そして、あの黒服の男の身体は、すっかり骸骨に成り果てていた…。

 

▼▼▼▼▼個人的なコメントはここから下です。▼▼▼▼▼

「幽霊屋敷の恐怖・血を吸う人形」に続く「血を吸うシリーズ」第2弾。

岸田森の吸血鬼が初登場する作品である。

湖畔に住む美貌の姉妹を襲う恐怖の体験…という設定は、今なら、ホラー好きの若い女性にピッタリの内容のように思えるが、公開当時、女性がこの手の怪奇映画、まして、邦画を好んで観る習慣がほとんどなかった事もあり、マニア限定、知る人ぞ知る…みたいなマイナーな興行結果になってしまったような気がする。

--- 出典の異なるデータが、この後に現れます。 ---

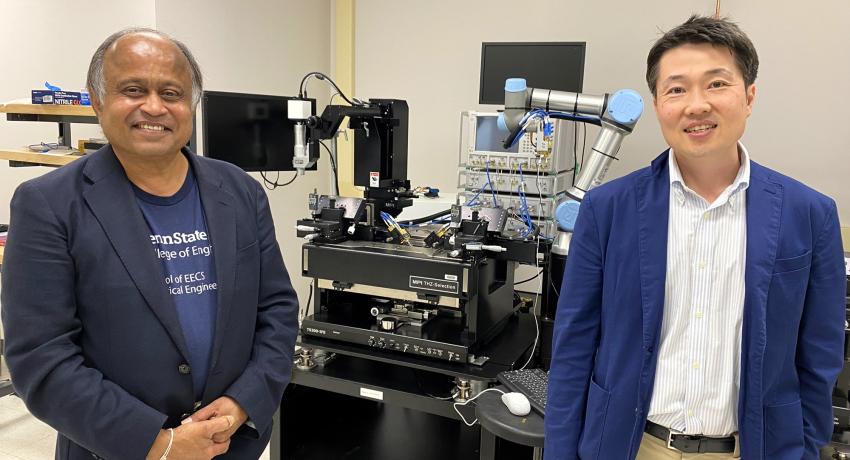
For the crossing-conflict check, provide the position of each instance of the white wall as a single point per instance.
(429, 53)
(34, 51)
(262, 47)
(255, 46)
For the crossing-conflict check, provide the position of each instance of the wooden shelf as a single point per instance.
(25, 156)
(49, 109)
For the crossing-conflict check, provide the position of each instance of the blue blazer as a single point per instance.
(608, 322)
(93, 342)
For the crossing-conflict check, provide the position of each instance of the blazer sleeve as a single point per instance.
(820, 346)
(43, 332)
(575, 338)
(260, 387)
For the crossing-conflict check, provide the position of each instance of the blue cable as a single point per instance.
(495, 202)
(524, 205)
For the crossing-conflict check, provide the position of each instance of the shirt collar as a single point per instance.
(741, 182)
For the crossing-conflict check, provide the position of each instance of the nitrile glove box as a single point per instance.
(46, 96)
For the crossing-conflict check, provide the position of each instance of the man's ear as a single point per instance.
(751, 98)
(95, 103)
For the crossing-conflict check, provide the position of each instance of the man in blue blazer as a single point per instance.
(702, 308)
(147, 308)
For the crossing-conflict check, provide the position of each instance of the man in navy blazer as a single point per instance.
(147, 308)
(702, 308)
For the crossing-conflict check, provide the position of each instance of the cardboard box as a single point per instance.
(45, 96)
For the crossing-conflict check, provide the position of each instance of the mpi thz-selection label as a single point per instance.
(434, 284)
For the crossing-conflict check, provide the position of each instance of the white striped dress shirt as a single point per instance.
(698, 374)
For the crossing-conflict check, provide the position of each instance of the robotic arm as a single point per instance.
(617, 114)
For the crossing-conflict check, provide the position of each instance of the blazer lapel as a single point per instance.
(113, 204)
(221, 223)
(653, 208)
(764, 204)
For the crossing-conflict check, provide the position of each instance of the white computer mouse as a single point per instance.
(516, 403)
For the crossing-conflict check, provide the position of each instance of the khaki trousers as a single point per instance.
(652, 448)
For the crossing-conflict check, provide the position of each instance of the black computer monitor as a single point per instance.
(251, 131)
(549, 65)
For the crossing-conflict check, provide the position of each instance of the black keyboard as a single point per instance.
(533, 383)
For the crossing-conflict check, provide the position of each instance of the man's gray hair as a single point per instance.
(96, 82)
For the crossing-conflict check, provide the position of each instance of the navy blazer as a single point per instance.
(93, 342)
(608, 322)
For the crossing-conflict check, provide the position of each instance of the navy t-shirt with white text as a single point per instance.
(181, 241)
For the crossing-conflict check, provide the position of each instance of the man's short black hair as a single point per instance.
(701, 29)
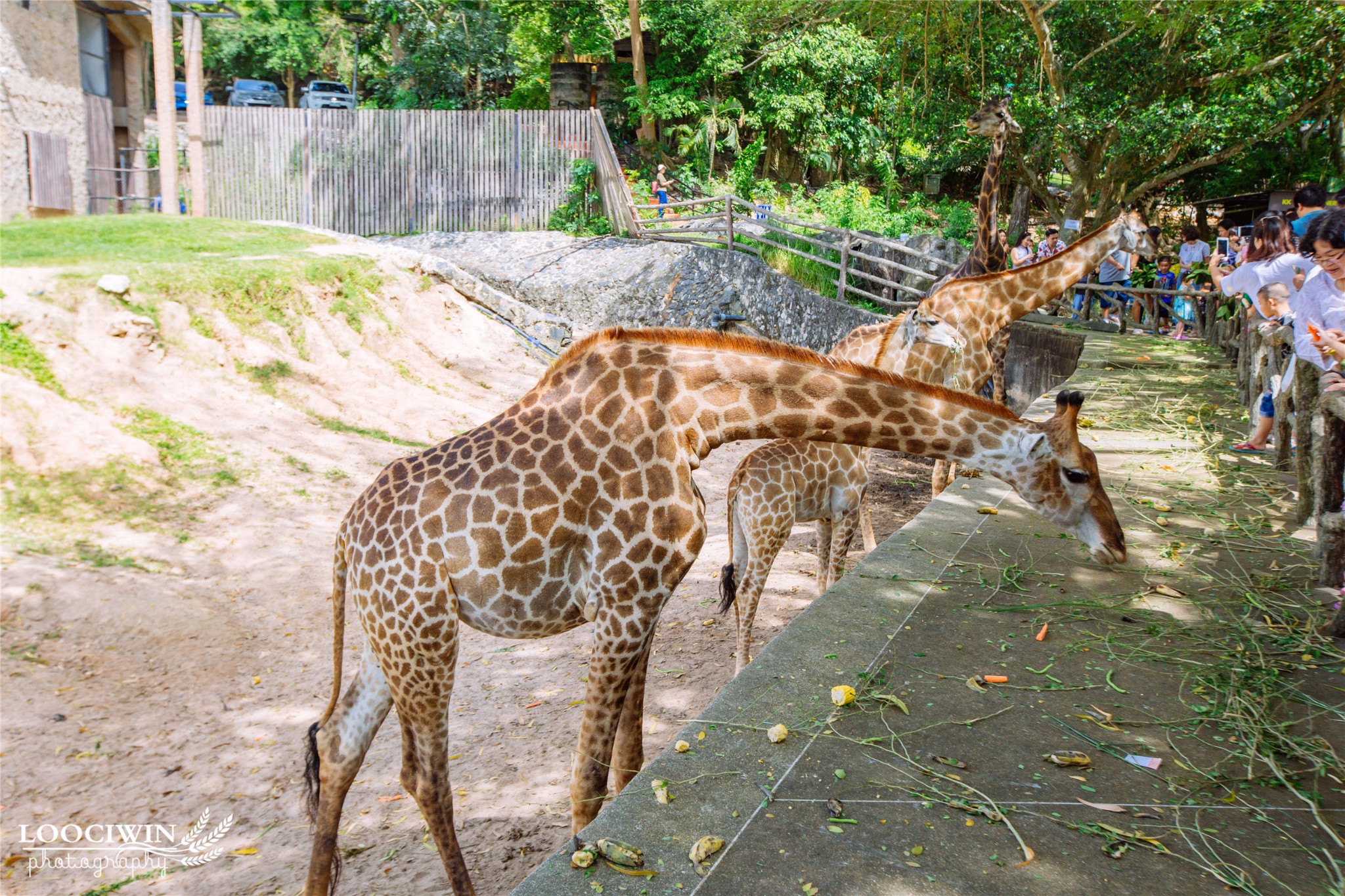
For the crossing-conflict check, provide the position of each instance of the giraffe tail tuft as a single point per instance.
(313, 775)
(728, 587)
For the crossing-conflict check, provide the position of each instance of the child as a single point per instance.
(1165, 278)
(1271, 305)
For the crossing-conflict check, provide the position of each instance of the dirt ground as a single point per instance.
(182, 673)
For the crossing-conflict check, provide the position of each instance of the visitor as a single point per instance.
(659, 187)
(1164, 278)
(1051, 245)
(1273, 308)
(1309, 202)
(1192, 251)
(1114, 270)
(1320, 305)
(1021, 253)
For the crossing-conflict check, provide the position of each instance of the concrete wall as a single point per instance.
(632, 282)
(41, 91)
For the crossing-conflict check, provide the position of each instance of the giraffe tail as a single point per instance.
(728, 582)
(313, 761)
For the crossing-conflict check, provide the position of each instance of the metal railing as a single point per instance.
(857, 264)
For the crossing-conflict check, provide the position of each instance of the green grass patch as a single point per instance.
(265, 375)
(183, 450)
(354, 280)
(19, 354)
(142, 240)
(341, 426)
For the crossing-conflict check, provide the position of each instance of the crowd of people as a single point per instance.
(1290, 270)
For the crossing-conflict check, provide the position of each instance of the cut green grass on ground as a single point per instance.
(19, 354)
(341, 426)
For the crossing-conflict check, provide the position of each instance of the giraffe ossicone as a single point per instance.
(583, 490)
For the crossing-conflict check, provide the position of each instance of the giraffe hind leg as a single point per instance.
(628, 754)
(423, 703)
(337, 752)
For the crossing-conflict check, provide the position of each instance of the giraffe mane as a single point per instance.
(982, 278)
(772, 350)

低予算ものながら、ストーリーは正攻法で、派手なケレンをほとんど用いないでも、巧く観客の興味を惹き付けていく手腕は確か。

地味な展開ながら、今観ても、そのサスペンス感は色褪せていない。

岸田森の吸血鬼振りもハマっているが、今回の作品では、高品格のカジモド風吸血鬼も捨て難い。

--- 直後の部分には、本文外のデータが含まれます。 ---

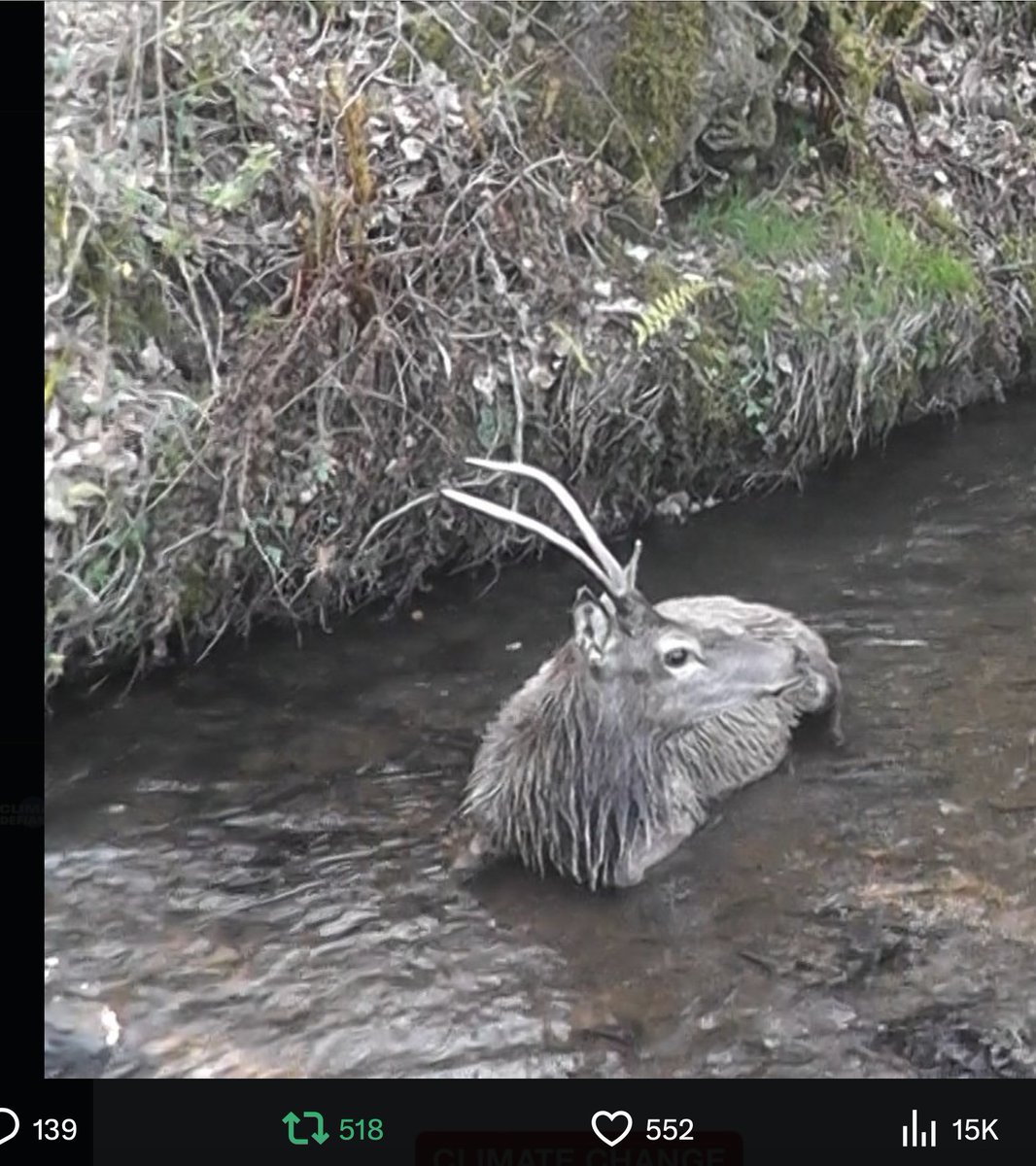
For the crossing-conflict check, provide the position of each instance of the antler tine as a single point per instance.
(630, 569)
(504, 514)
(616, 575)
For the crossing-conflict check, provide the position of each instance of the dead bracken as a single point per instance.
(302, 257)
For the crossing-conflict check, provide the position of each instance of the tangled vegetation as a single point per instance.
(301, 257)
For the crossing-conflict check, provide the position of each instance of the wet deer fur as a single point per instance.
(606, 758)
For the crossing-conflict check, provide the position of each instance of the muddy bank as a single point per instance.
(242, 861)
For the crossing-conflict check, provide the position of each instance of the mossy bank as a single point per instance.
(319, 254)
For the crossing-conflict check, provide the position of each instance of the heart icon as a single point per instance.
(13, 1117)
(618, 1115)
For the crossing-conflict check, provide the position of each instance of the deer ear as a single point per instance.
(593, 625)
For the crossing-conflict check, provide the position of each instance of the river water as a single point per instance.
(243, 874)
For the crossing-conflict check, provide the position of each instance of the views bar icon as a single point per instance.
(910, 1131)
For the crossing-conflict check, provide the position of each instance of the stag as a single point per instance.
(606, 758)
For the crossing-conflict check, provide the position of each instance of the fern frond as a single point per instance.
(661, 313)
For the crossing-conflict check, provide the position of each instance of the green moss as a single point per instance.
(432, 40)
(895, 261)
(653, 83)
(761, 230)
(758, 295)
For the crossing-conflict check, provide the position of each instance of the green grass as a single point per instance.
(762, 230)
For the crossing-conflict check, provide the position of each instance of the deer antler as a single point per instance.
(605, 569)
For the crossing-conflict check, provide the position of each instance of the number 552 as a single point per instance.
(670, 1129)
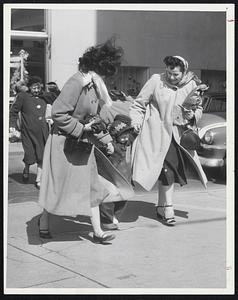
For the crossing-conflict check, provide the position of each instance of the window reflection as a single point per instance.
(28, 19)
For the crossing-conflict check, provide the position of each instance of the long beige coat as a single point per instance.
(153, 109)
(72, 182)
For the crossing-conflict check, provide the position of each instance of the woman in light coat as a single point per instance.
(158, 116)
(76, 178)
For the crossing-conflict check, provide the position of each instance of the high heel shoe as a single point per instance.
(44, 233)
(37, 185)
(166, 221)
(103, 239)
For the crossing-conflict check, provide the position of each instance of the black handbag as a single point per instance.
(72, 144)
(190, 140)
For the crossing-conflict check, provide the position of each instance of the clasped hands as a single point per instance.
(91, 126)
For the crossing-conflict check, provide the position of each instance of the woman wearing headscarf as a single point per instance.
(76, 177)
(160, 117)
(34, 129)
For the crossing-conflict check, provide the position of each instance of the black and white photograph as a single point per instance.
(118, 148)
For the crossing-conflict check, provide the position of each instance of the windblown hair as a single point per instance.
(34, 79)
(173, 62)
(104, 59)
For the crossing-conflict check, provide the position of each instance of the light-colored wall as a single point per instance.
(72, 31)
(147, 37)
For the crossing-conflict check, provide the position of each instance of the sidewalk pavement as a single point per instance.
(145, 254)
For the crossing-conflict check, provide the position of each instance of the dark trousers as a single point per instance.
(108, 210)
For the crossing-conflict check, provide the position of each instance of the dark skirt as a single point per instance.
(173, 170)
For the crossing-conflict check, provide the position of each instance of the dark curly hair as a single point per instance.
(34, 79)
(104, 59)
(174, 62)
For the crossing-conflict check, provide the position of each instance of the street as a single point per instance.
(145, 254)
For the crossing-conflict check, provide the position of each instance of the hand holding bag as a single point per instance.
(190, 139)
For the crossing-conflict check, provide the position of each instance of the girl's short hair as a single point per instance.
(173, 62)
(104, 59)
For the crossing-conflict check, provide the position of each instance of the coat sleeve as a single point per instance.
(138, 108)
(64, 106)
(15, 109)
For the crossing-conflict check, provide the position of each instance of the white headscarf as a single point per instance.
(185, 63)
(101, 88)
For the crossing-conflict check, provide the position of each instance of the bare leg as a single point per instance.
(25, 174)
(99, 235)
(27, 167)
(44, 220)
(39, 171)
(165, 201)
(95, 220)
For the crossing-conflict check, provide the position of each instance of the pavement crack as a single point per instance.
(58, 265)
(53, 281)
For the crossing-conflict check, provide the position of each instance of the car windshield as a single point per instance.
(214, 104)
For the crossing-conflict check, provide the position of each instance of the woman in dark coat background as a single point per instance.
(34, 128)
(73, 181)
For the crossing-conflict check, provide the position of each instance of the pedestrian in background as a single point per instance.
(34, 129)
(71, 182)
(157, 153)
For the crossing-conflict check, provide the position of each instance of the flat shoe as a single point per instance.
(110, 226)
(103, 239)
(166, 221)
(43, 233)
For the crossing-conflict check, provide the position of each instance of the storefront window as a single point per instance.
(28, 19)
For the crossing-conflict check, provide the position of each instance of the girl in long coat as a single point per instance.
(34, 128)
(158, 115)
(76, 178)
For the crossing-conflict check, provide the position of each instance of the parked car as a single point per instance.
(212, 131)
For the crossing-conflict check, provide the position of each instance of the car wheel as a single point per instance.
(223, 170)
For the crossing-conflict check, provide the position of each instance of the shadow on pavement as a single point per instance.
(135, 209)
(18, 177)
(61, 228)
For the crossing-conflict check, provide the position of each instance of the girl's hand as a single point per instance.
(137, 127)
(88, 126)
(189, 114)
(110, 148)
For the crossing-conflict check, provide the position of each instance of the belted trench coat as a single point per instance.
(74, 181)
(154, 111)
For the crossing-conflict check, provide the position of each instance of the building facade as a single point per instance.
(56, 38)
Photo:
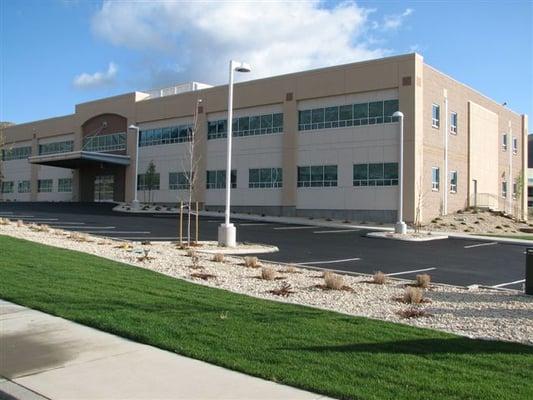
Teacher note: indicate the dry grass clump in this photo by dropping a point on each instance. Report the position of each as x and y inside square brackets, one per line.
[218, 257]
[251, 262]
[333, 281]
[423, 281]
[268, 273]
[203, 276]
[379, 278]
[413, 312]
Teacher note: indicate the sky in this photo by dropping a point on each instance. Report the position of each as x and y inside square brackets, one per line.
[58, 53]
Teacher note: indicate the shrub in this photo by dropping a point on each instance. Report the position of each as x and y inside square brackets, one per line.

他にも、「帰って来たウルトラマン」の丘隊員役でお馴染みの桂木美加のミニネグリジェ姿の蘇生振り、江美早苗の美人吸血鬼もインパクトがあり、正に適材適所といった感じ。

小柄な岸田森の主役を希望する山本監督に対し、吸血鬼=大男のイメージにこだわり難色を示した当時の映画会社を納得させるため、岸田森にシークレットブーツをはかせる事にしたそうだが、クライマックスの高橋長英との戦いのシーンでは、その足元は隠されており、不自然さを感じさせないで、岸田の大きさを表現している。

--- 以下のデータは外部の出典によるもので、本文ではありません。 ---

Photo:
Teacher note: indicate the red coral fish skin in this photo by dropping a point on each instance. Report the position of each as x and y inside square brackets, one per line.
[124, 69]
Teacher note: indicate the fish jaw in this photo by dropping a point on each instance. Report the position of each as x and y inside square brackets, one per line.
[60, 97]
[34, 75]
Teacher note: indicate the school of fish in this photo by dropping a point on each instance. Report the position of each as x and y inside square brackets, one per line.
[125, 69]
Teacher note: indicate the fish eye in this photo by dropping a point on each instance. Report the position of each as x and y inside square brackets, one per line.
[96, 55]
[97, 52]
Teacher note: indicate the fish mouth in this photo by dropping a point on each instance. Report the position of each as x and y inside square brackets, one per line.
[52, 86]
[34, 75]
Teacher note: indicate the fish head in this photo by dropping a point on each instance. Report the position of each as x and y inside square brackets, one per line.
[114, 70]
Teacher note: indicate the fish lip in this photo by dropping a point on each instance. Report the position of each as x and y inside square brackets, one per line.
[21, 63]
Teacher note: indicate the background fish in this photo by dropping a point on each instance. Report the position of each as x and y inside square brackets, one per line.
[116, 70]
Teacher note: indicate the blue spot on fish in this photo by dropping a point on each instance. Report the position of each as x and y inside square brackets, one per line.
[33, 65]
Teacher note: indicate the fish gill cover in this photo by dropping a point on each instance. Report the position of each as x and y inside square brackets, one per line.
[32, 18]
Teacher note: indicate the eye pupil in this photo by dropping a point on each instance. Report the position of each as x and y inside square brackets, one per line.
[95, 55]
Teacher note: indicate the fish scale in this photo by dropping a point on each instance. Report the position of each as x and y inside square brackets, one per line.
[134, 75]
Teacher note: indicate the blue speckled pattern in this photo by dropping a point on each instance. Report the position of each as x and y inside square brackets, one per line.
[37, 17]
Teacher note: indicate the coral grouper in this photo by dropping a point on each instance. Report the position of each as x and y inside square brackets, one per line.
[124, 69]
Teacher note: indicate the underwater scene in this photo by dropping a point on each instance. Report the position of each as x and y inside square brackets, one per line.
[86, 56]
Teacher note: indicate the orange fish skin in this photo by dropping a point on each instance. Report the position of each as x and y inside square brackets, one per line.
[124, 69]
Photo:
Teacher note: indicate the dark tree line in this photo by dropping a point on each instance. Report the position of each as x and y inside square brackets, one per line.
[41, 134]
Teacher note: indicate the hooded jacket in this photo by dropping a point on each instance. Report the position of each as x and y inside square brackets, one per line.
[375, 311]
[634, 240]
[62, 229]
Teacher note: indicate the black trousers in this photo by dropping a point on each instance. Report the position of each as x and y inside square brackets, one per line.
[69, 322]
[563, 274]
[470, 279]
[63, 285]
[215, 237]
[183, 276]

屋敷に住む無気味な老人役は、スクリーンで凝視しても誰が演じているのか全く分からなかったが、調べてみたら、大滝秀治だった!

白髪のカツラやヒゲ面といった凝ったメイクもさる事ながら、セリフを一言も発しないので分からなかったのだが、誰が演じても代わり映えしないようなこの役を、当時の大滝秀治が良く引き受けたものだと感心する。